LA ENFERMEDAD Y LOS SALMOS
No quería terminar este comentario sobre la Palabra de Dios en la vida del enfermo, sin referirme, aunque sea brevemente, a la ayuda que nos ofrece el libro de los salmos, partiendo de mi propia experiencia personal como enfermo.
El que viva en este momento lamentando las calamidades que ocurren cada día o aquél que se sienta atribulado por sus dolencias o sufrimientos y se acerque a Dios para aliviar sus angustias, se emocionará cuando encuentre en los salmos las expresiones adecuadas a los sentimientos que ahora desahoga delante de Dios.
El Libro de los Hechos de los Apóstoles relata la prisión de Pablo y Silas en Filipos y cuenta con detalle que fueron azotados con varas y que sus pies fueron sujetos en el cepo (Hch. 16, 16-24). Sin embargo, continua el relato, esa misma noche, los dos apóstoles no quedaron desesperados por la tortura o la prisión sino que cantaban himnos a Dios. “De repente, se produjo un terremoto tan fuerte que los mismos cimientos de la cárcel se conmovieron. Al momento quedaron abiertas todas las puertas y se soltaron las cadenas de todos los presos” (Hch. 16, 25 y ss.)
Al igual que ocurrió con la sacudida de la tierra, idéntica convulsión experimenta quien canta los salmos y siente la paz y la libertad en su corazón; ocurre, en ese momento, como si las cadenas de la angustia y del pesar cayeran estrelladas contra el suelo.
Los salmos hablan de todo aquel que se acoge a ellos con fe. ¿Qué enfermo no ha tenido la tentación de “huir como pájaro al monte” e igualmente refugiado en el Señor ha aceptado con paz su situación? (cf. Sal. 11).

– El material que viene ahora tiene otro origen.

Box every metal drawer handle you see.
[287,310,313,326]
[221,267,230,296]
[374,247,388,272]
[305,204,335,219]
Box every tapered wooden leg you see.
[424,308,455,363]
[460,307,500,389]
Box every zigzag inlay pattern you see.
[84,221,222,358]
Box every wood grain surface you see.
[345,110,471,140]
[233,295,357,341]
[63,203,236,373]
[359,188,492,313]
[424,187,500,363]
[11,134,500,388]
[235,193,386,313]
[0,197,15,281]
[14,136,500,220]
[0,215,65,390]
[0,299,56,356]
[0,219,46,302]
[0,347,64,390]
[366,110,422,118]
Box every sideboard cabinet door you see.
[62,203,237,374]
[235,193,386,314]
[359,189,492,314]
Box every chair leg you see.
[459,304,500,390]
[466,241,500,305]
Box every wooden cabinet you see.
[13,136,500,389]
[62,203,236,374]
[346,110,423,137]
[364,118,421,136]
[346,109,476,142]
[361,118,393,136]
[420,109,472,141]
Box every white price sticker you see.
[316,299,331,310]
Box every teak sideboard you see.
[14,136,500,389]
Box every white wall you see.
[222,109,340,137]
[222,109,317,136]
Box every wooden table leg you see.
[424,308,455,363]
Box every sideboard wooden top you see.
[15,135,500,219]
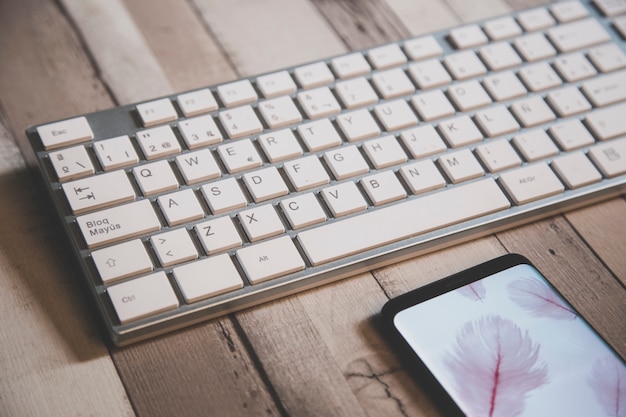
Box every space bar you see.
[297,179,511,266]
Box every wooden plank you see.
[110,318,280,417]
[0,0,112,164]
[565,199,626,286]
[123,0,237,91]
[60,0,172,104]
[445,0,512,22]
[383,0,460,35]
[498,218,626,357]
[310,0,409,49]
[0,121,134,417]
[191,0,347,76]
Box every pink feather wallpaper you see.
[394,264,626,417]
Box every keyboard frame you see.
[26,0,626,346]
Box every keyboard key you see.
[410,90,455,121]
[450,24,488,49]
[517,7,556,31]
[136,99,178,127]
[280,192,327,230]
[297,118,342,152]
[297,87,341,119]
[475,139,522,173]
[331,53,371,79]
[551,152,602,189]
[256,70,297,98]
[324,145,369,180]
[77,199,161,248]
[368,43,407,69]
[482,71,527,102]
[478,42,522,71]
[49,145,95,182]
[238,204,285,242]
[62,170,135,214]
[371,68,415,99]
[549,119,595,151]
[518,62,562,92]
[437,148,485,183]
[546,86,592,117]
[587,43,626,73]
[37,116,94,150]
[362,135,407,169]
[280,193,326,229]
[408,59,452,89]
[510,96,556,127]
[294,62,334,89]
[550,1,589,22]
[283,155,330,191]
[94,135,140,171]
[258,129,304,162]
[585,102,626,140]
[157,189,204,226]
[195,216,243,255]
[297,179,510,266]
[175,149,221,185]
[498,163,565,205]
[399,159,446,194]
[258,95,302,129]
[335,77,378,109]
[92,239,153,283]
[173,255,243,303]
[547,18,610,53]
[474,105,520,138]
[403,36,443,60]
[236,236,305,284]
[136,125,181,160]
[512,129,560,162]
[483,16,522,40]
[218,105,263,139]
[581,70,626,107]
[399,125,447,159]
[321,182,368,217]
[514,33,556,62]
[217,138,262,173]
[242,166,289,203]
[217,79,258,108]
[360,170,406,206]
[108,271,178,324]
[438,115,483,148]
[177,89,218,117]
[177,115,223,149]
[593,0,626,17]
[374,99,419,131]
[553,53,597,82]
[133,160,179,196]
[336,109,381,142]
[447,80,492,111]
[443,51,486,80]
[150,228,198,267]
[201,177,248,214]
[588,137,626,177]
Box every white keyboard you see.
[28,0,626,345]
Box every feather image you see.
[444,315,548,417]
[456,281,487,301]
[588,355,626,417]
[507,277,576,320]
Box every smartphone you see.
[381,253,626,417]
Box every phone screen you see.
[392,262,626,417]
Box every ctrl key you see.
[107,271,179,324]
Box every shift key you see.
[77,199,161,248]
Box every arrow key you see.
[150,228,198,267]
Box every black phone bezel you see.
[379,253,537,417]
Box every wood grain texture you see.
[123,0,237,91]
[565,199,626,286]
[445,0,513,22]
[191,0,347,76]
[0,119,134,417]
[383,0,460,35]
[60,0,173,105]
[111,318,280,417]
[310,0,410,49]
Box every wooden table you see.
[0,0,624,415]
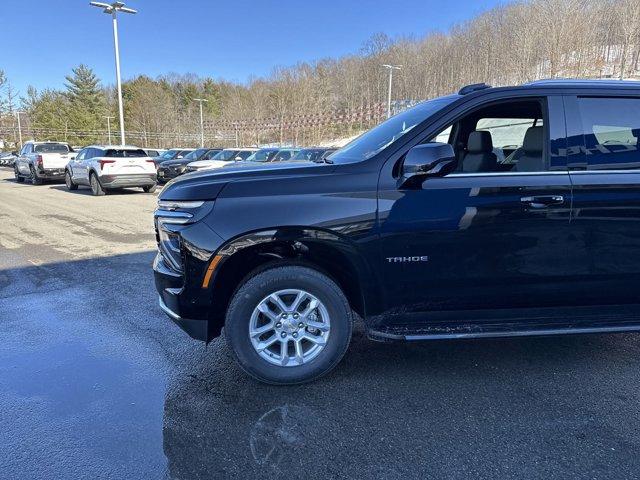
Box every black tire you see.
[225,265,353,385]
[14,166,24,183]
[143,183,157,193]
[90,172,106,196]
[65,170,78,190]
[30,165,43,185]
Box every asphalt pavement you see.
[1,168,640,479]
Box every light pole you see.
[90,1,137,146]
[193,98,208,147]
[15,111,24,147]
[104,115,115,144]
[382,64,402,118]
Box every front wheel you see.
[65,170,78,191]
[14,166,24,183]
[89,172,105,196]
[225,265,353,385]
[142,183,157,193]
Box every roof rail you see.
[458,83,492,95]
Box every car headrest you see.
[523,126,543,154]
[467,131,493,153]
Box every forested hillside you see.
[1,0,639,148]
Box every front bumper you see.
[100,173,157,188]
[153,253,209,342]
[157,166,185,182]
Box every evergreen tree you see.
[64,64,106,144]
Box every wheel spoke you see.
[290,291,308,313]
[280,339,290,366]
[303,333,327,346]
[305,320,330,332]
[301,298,320,317]
[256,303,278,322]
[269,294,289,314]
[255,334,279,352]
[250,321,275,338]
[294,340,304,364]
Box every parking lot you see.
[2,167,640,479]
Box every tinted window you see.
[214,150,239,161]
[104,149,147,157]
[577,97,640,170]
[237,150,253,160]
[34,143,70,153]
[203,149,222,160]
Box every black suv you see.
[154,80,640,384]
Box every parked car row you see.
[0,151,17,166]
[13,141,158,195]
[9,140,338,193]
[162,146,336,179]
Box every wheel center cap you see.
[283,318,298,333]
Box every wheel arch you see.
[204,227,381,341]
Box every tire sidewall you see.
[225,266,352,384]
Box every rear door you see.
[69,148,87,184]
[565,94,640,305]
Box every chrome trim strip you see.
[159,295,181,320]
[446,171,568,178]
[568,170,640,175]
[401,324,640,341]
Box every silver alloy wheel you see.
[90,175,98,193]
[65,172,72,189]
[249,289,331,367]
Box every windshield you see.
[183,149,208,161]
[327,95,458,164]
[212,150,238,161]
[34,143,69,154]
[161,149,178,159]
[246,149,278,162]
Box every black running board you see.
[368,323,640,342]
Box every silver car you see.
[64,145,157,196]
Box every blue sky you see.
[2,0,502,95]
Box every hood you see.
[186,159,229,169]
[160,158,192,167]
[159,161,331,201]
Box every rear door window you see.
[576,97,640,170]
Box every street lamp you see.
[104,115,115,144]
[382,64,402,119]
[193,98,208,148]
[89,1,137,146]
[15,111,24,147]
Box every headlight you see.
[154,200,209,272]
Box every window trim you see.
[412,96,559,178]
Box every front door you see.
[377,95,576,326]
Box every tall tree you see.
[64,64,106,144]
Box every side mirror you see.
[398,143,456,188]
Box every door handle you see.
[520,195,564,208]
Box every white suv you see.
[65,145,157,196]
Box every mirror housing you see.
[398,143,456,188]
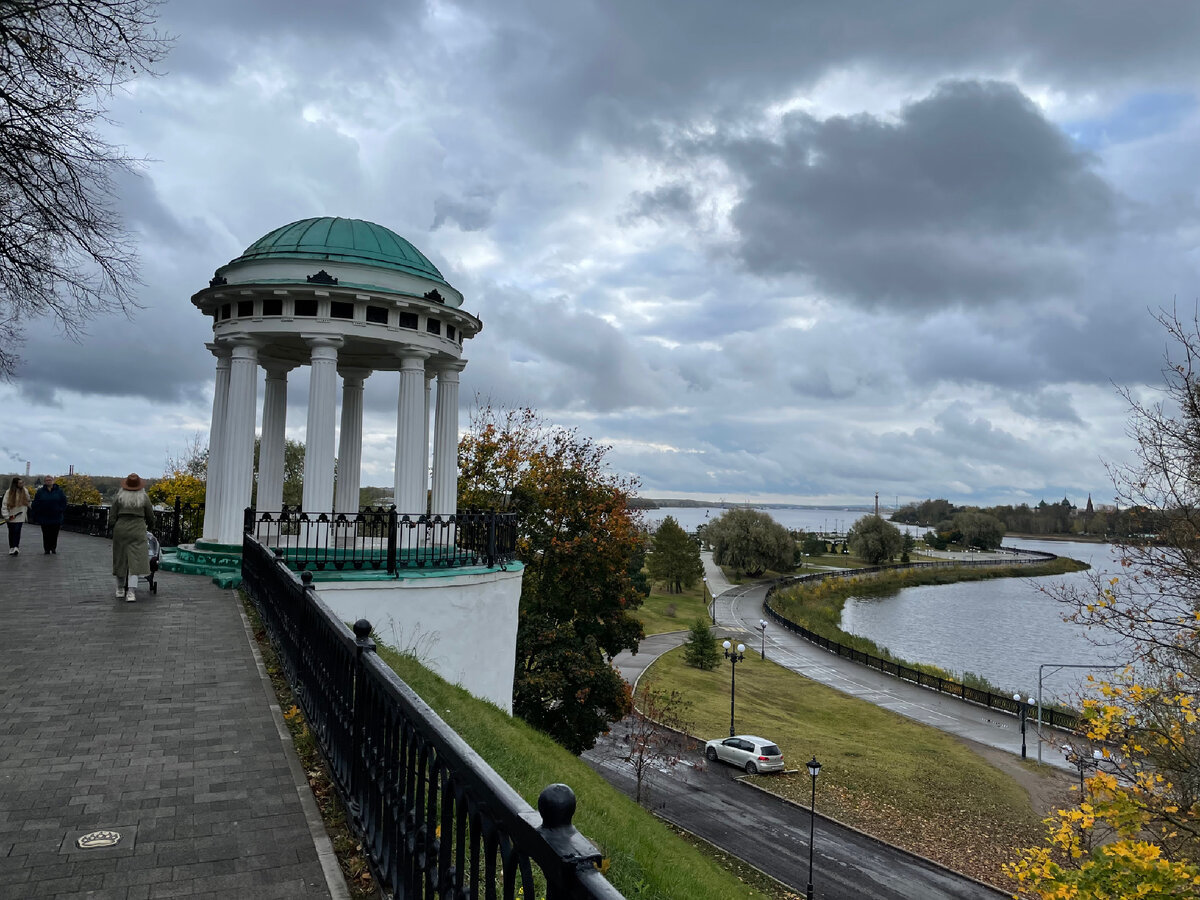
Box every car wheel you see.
[745,761,757,775]
[705,747,718,762]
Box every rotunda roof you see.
[229,217,447,285]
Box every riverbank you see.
[768,557,1088,692]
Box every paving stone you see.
[0,532,335,899]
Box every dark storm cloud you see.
[719,80,1114,310]
[431,188,499,232]
[622,184,698,227]
[457,0,1200,151]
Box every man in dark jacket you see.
[31,475,68,554]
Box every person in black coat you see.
[31,475,68,554]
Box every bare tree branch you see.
[0,0,169,375]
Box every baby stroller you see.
[147,531,160,594]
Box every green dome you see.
[230,217,447,284]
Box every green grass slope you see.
[375,646,771,900]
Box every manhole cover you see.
[76,830,121,849]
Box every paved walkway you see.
[621,553,1075,771]
[0,530,344,900]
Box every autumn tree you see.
[0,0,169,376]
[706,508,794,577]
[847,515,904,565]
[646,515,703,593]
[682,618,719,671]
[56,473,101,504]
[458,404,646,754]
[1007,308,1200,898]
[148,472,204,507]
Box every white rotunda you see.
[192,216,478,544]
[180,216,523,710]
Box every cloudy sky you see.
[6,0,1200,507]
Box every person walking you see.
[2,476,30,555]
[30,475,68,554]
[110,473,155,602]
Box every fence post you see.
[487,514,497,568]
[386,507,398,573]
[350,618,375,819]
[172,496,182,546]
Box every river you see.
[642,506,1123,705]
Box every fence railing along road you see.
[241,534,621,900]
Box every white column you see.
[335,368,370,515]
[218,337,260,544]
[302,336,342,512]
[431,362,465,516]
[394,352,430,512]
[201,343,231,541]
[424,370,434,496]
[257,360,294,514]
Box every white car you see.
[704,735,784,774]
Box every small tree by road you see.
[647,516,704,593]
[621,680,694,805]
[682,618,720,670]
[847,515,904,564]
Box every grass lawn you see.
[638,582,710,634]
[645,646,1047,890]
[375,646,777,900]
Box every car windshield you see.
[760,745,781,756]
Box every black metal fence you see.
[61,496,204,547]
[763,553,1083,733]
[245,506,517,574]
[241,534,622,900]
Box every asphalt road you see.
[583,723,1006,900]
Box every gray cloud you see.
[719,80,1114,311]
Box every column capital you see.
[220,331,262,349]
[397,351,430,371]
[337,367,372,386]
[434,360,467,380]
[301,334,345,350]
[205,341,232,360]
[260,357,298,378]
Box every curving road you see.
[584,721,1006,899]
[589,555,1077,897]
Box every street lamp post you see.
[1062,744,1103,795]
[722,640,745,737]
[1036,661,1117,764]
[757,619,768,660]
[806,756,821,900]
[1013,693,1034,758]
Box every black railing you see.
[241,535,621,900]
[245,506,517,574]
[762,553,1083,733]
[61,497,204,547]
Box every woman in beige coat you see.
[110,473,155,602]
[2,476,30,555]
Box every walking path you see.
[619,553,1074,772]
[0,530,344,900]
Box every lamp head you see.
[722,640,731,651]
[737,643,745,654]
[807,757,821,778]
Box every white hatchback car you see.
[704,735,784,774]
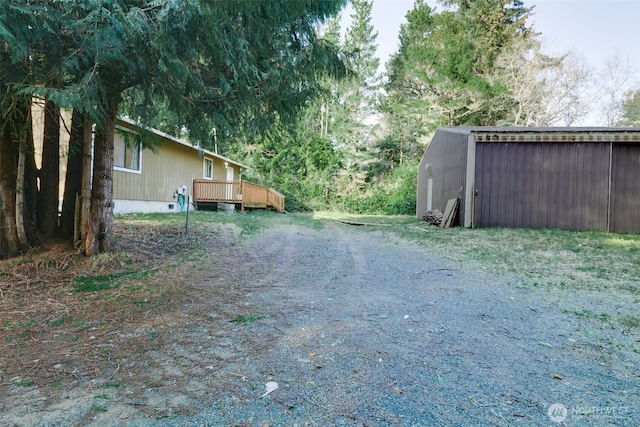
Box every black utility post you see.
[184,183,191,236]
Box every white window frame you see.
[203,157,213,179]
[114,127,142,174]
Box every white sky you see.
[344,0,640,74]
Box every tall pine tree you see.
[385,0,533,130]
[331,0,380,191]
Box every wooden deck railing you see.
[192,179,285,212]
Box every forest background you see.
[214,0,640,214]
[1,0,639,259]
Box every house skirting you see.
[113,199,194,214]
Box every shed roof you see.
[117,116,249,169]
[436,126,640,143]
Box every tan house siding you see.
[112,118,244,213]
[212,157,235,180]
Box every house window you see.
[114,132,141,171]
[204,158,213,179]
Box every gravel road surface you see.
[5,220,638,426]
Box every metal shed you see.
[417,127,640,233]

¿Qué hombre sufriente no se emocionará cuando lea “a ti derramo mi lamento, a ti mi angustia expongo”? (cf. Sal 142) o ¿quién no se sentirá consolado al recitar en el salmo 34 que “muchas son las pruebas que le esperan al justo, mas de todas le libra el Señor”? Y cuando en la angustia, el hombre se siente acompañado por Dios en la oración, puede afirmar con el salmista: “Amo al Señor porque escucha mi voz suplicante; inclina hacia mí su oído el día en que lo invoco. Los lazos de la muerte me aferraban, me rodeaban tristeza y angustia e invoqué el nombre del Señor” (Sal. 114).
Podríamos continuar salmo tras salmo viendo cómo el autor sagrado pone voz a nuestro sentimiento, nos entrega consuelo frente a nuestra angustia y nos muestra el rostro aparentemente escondido de Dios. Muchos santos han vivido esta experiencia. Se dice que San Ignacio rezaba con una devoción tan elevada los salmos, que no cesaba de llorar al recitarlos; hasta el punto que su médico le prohibió llorar porque al recitar las Horas todos los días, sus ojos se estaban dañando.